А тетка Вика? Она ведь рукава засучила, после того как первый наш президент по телевизору сказал: «Берите, сколько унесете». И взяла, по уговору с начальником-генералом корпус, не танковый, правда, а ремонтный. И так он ей понравился, этот корпус, таким он теплым оказался, что в приснопамятном августе под недемократический танк полезла с литровой бутылкой спирта (тогда он был дешевле бензина и на каждом углу для народа продавался), полезла, чтобы до корпуса ее тот не дополз. Хорошо, танкисты ушлые были – запах характерный вмиг учуяли и тетку со всем ее весом к себе интернировали, то есть затащили вместе с роялем, – спирт-то «Рояль» назывался. А тетке все нипочем – вмиг о демократии забыла, так ей квасить в танке понравилось, не каждому повезет.

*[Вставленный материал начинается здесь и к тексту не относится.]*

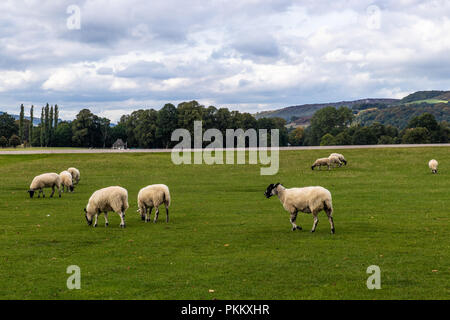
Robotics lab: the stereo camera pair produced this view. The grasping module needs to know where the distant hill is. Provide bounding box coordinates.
[254,90,450,128]
[0,111,47,126]
[254,98,399,122]
[356,103,450,129]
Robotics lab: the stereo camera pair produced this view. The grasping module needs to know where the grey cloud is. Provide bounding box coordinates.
[115,61,175,80]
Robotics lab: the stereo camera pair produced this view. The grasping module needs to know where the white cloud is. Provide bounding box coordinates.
[0,0,450,119]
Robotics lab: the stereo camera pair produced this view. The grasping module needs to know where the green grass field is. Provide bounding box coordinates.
[0,147,450,299]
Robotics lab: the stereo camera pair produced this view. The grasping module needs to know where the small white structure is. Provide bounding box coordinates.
[112,138,127,150]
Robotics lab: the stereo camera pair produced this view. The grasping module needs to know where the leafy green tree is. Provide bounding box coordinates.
[306,106,354,145]
[177,100,204,135]
[320,133,336,146]
[215,108,233,134]
[378,136,395,144]
[334,130,352,146]
[402,127,431,144]
[288,127,305,146]
[106,122,128,147]
[0,112,19,138]
[0,136,8,148]
[72,109,103,148]
[352,127,378,145]
[9,134,21,148]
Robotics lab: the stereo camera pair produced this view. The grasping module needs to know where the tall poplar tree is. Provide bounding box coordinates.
[44,103,50,147]
[19,103,25,141]
[53,104,59,130]
[28,105,34,145]
[39,107,45,147]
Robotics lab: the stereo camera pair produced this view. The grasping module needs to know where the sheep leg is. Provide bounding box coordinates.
[290,211,302,231]
[139,206,147,221]
[311,211,319,232]
[325,208,334,234]
[103,212,109,227]
[119,212,125,228]
[145,207,153,222]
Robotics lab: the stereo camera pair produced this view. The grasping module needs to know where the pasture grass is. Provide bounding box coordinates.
[0,147,450,299]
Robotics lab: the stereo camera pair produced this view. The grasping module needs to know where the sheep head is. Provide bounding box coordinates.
[84,208,92,226]
[264,182,280,199]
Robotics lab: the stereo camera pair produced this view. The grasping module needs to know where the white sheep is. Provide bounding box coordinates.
[264,183,335,233]
[28,172,61,198]
[311,158,331,170]
[137,184,170,223]
[330,153,347,165]
[67,167,80,185]
[328,156,342,167]
[59,170,73,192]
[428,159,438,173]
[84,186,128,228]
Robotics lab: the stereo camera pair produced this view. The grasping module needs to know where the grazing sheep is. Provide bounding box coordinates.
[330,153,347,165]
[28,172,61,198]
[84,186,128,228]
[311,158,331,170]
[59,170,73,192]
[328,156,342,167]
[138,184,170,223]
[264,183,334,233]
[428,159,438,173]
[67,167,80,185]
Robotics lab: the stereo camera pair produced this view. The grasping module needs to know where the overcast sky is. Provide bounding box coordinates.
[0,0,450,121]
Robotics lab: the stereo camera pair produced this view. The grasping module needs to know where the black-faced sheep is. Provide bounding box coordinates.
[311,158,331,170]
[84,186,128,228]
[428,159,438,173]
[264,183,335,233]
[138,184,170,223]
[328,156,342,167]
[330,153,347,165]
[59,170,73,192]
[67,167,80,185]
[28,172,61,198]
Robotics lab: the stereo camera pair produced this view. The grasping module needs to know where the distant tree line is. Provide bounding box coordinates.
[0,100,288,148]
[288,107,450,146]
[0,100,450,148]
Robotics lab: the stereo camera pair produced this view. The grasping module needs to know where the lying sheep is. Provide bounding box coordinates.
[84,186,128,228]
[330,153,347,165]
[428,159,438,173]
[264,183,335,233]
[328,156,342,167]
[67,167,80,185]
[138,184,170,223]
[28,172,61,198]
[311,158,331,170]
[59,170,73,192]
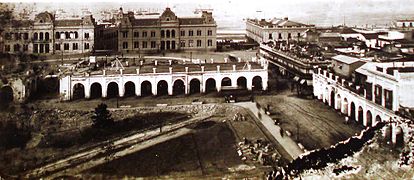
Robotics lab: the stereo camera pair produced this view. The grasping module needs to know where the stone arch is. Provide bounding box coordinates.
[72,83,85,100]
[90,82,102,99]
[342,98,349,116]
[173,79,185,95]
[373,115,382,126]
[157,80,168,96]
[190,78,201,94]
[221,77,231,87]
[106,82,119,98]
[365,110,372,127]
[350,102,356,121]
[395,126,404,148]
[206,78,217,93]
[141,81,153,96]
[0,86,14,108]
[358,106,364,125]
[335,94,342,111]
[124,81,135,97]
[237,76,247,89]
[252,76,263,91]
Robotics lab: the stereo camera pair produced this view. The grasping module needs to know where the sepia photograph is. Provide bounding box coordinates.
[0,0,414,180]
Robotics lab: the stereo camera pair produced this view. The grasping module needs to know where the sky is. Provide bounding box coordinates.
[0,0,414,29]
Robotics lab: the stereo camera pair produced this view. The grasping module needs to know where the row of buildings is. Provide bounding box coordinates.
[0,8,217,55]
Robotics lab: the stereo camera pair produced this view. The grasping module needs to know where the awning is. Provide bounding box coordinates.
[293,76,299,81]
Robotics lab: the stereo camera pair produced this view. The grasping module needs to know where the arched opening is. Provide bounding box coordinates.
[72,83,85,100]
[237,76,247,89]
[221,77,231,87]
[124,81,135,97]
[358,106,364,125]
[90,83,102,99]
[157,80,168,96]
[350,102,356,121]
[106,82,119,98]
[173,79,185,95]
[342,98,349,116]
[252,76,263,91]
[373,115,381,126]
[366,110,372,127]
[335,94,342,109]
[190,79,200,94]
[141,81,152,96]
[0,86,13,109]
[206,78,217,93]
[395,126,404,148]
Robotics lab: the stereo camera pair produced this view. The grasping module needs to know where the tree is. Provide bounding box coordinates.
[92,103,114,128]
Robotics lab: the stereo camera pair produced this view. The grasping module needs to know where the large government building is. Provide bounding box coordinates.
[104,8,217,53]
[2,12,96,55]
[0,8,217,55]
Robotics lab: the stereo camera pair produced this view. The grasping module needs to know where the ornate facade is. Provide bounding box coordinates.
[111,8,217,53]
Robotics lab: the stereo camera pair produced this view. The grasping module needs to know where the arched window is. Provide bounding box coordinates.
[45,32,49,41]
[167,30,170,38]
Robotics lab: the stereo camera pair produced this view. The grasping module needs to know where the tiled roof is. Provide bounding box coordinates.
[179,18,204,25]
[55,19,83,26]
[133,18,158,26]
[332,55,361,64]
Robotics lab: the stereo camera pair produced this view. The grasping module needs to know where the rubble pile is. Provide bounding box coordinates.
[237,138,281,165]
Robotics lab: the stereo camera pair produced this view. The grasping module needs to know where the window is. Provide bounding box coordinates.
[122,42,128,49]
[33,44,39,53]
[72,43,78,50]
[122,31,128,38]
[207,39,213,46]
[13,44,20,52]
[45,44,50,53]
[4,44,10,52]
[55,43,60,51]
[165,30,170,38]
[63,43,69,50]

Что еще они в нем делали, не знаю, но это после ее попадания в танк трое бедных зевак «Героев России» получили, уж простите за утечку конфиденциальной информации.
Да, запросто могла она секретными кошками заняться... Тем более, дом в Буэнос-Айресе уже был, то есть было, где от ФСБ прятаться...
Все сходится... И кота, возможно, до сих пор ищут. Компетентные органы. И чтобы не сесть за соучастие и измену Родине, я должен, по меньшей мере, перекрасить его из вороного в кардинально буланого.